A hearing is scheduled Tuesday in a lawsuit that Princeville residents have filed against the developer.

Buried beneath an overgrown golf course in the resort community of Princeville are the decomposed remains of hundreds of cattle killed during a series of anthrax outbreaks more than a century ago.

Now a developer wants to transform the former golf course atop this cattle graveyard into dozens of luxury homes and condos. A lawsuit that seeks to shut down the development on Kauaʻi’s North Shore claims the dead cows left behind millions of still-dangerous anthrax spores capable of sickening animals — and maybe people — if unearthed during construction.

“We’ve asked ourselves, ‘Would we have bought our home here had we known?’ I don’t know,” said Princeville resident Fran White, a plaintiff in the legal challenge whose $2.5 million home overlooks the proposed site. “It’s a risk, it’s not a certainty. Maybe it’s all fine. But the fact is we don’t know if there’s anything really harmful out here.”

Princeville Woods golf course Cameras pointing toward plaintiffs homes.  Frandy White and Tom Mull pose in front of the cameras that are positioned on trees on the golf course approximately 80 yards from the Course property line. (David Croxford/Civil Beat/2025)
The overgrown nine-hole Woods Course, built in 1971 as part of the premier Princeville Makai Golf Club, is the proposed site of a new luxury home development. It’s also the burial ground for hundreds of cattle killed during an anthrax outbreak more than a century ago. (David Croxford/Civil Beat/2025)

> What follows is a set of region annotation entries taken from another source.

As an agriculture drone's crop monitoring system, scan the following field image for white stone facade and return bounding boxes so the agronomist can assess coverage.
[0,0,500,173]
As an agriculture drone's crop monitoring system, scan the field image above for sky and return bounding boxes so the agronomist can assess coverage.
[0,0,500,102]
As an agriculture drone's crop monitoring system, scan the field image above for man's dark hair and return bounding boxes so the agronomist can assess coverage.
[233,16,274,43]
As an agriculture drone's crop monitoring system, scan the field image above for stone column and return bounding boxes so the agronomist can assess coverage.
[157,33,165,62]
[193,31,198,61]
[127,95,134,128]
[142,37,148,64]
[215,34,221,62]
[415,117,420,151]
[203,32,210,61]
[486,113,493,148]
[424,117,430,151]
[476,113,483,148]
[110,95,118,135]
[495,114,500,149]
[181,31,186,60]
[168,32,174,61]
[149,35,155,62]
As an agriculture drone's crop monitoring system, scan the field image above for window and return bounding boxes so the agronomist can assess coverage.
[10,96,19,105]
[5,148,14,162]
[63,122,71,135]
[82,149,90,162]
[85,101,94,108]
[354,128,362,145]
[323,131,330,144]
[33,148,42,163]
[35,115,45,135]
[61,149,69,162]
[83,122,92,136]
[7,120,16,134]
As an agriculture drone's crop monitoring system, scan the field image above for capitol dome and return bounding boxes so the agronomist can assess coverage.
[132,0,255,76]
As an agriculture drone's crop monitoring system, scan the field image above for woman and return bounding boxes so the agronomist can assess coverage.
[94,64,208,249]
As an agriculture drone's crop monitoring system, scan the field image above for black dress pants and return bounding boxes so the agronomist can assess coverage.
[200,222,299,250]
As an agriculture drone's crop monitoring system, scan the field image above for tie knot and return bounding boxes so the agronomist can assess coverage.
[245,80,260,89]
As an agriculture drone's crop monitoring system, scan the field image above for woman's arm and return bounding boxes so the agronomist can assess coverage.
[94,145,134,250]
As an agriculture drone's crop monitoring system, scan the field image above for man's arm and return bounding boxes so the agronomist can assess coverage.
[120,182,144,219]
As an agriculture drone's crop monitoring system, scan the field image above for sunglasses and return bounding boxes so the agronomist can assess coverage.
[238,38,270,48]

Starwood Capital Group, the Miami-based developer that bought the golf course and a nearby luxury hotel in 2018, disputes the existence of anthrax at the site. 

“The land in question in and around Princeville has been developed for over 50 years with no reported incidences of anthrax,” Starwood said in a written statement Tuesday. “We consider the plaintiffs’ claims to be self-serving fear mongering. The matter is subject to ongoing litigation and we have made the facts and our position clear.”

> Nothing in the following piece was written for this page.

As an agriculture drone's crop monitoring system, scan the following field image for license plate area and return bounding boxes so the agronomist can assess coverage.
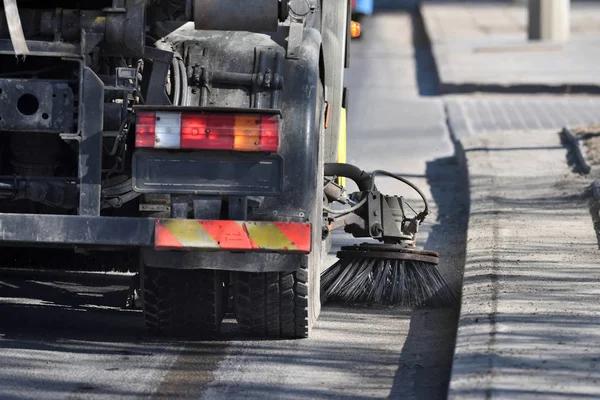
[133,150,283,196]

Starwood has dug up soil samples, but results of any testing have not been made public. During an excavation last October, cattle bone fragments and a tooth were unearthed, but it’s unclear how, or if, they were tested.

Until recently, anthrax had become a forgotten part of the physical and emotional landscape of this 8,000-acre peninsula of pricey hotels, resort condominiums and multimillion-dollar homes, a place that once thrived on the success of plantation-era cattle ranches shuttered decades ago to make way for the tourism economy.

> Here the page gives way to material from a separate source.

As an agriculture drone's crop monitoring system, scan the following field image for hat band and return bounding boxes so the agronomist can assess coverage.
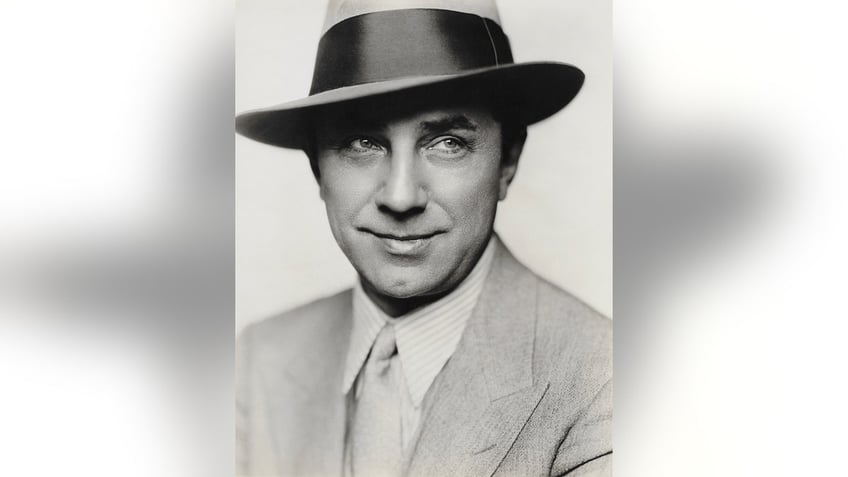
[309,9,513,95]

But the public health scare so long ago recently reentered public consciousness when lawyers on both sides of the legal dispute over Starwood’s planned Woods Course development dug up details on the more than 500 anthrax-infected cattle who died during a series of Princeville ranch outbreaks between 1890 and 1917. 

Scotsman Robert Crichton Wyllie acquired the Princeville plateau in the mid-1800s for sugar cultivation, bestowing the name Princeville on the area to commemorate a visit from King Kamehameha IV, Queen Emma and their 2-year-old son, Prince Albert. The region became a ranch in 1895. This 1924 photograph features a largely undeveloped Princeville with the Hanalei River feeding into Hanalei Bay in the foreground. (Courtesy: Kauaʻi Historical Society)

There were warnings more than a century ago that the land in question might be permanently tainted by anthrax. An April 17, 1917, issue of The Garden Island newspaper on Kaua‘i cautioned of the anthrax infestation’s future implications, saying, “We will have the disease ever with us in hiding, and will be liable (for) an outbreak at any time, perhaps years hence.”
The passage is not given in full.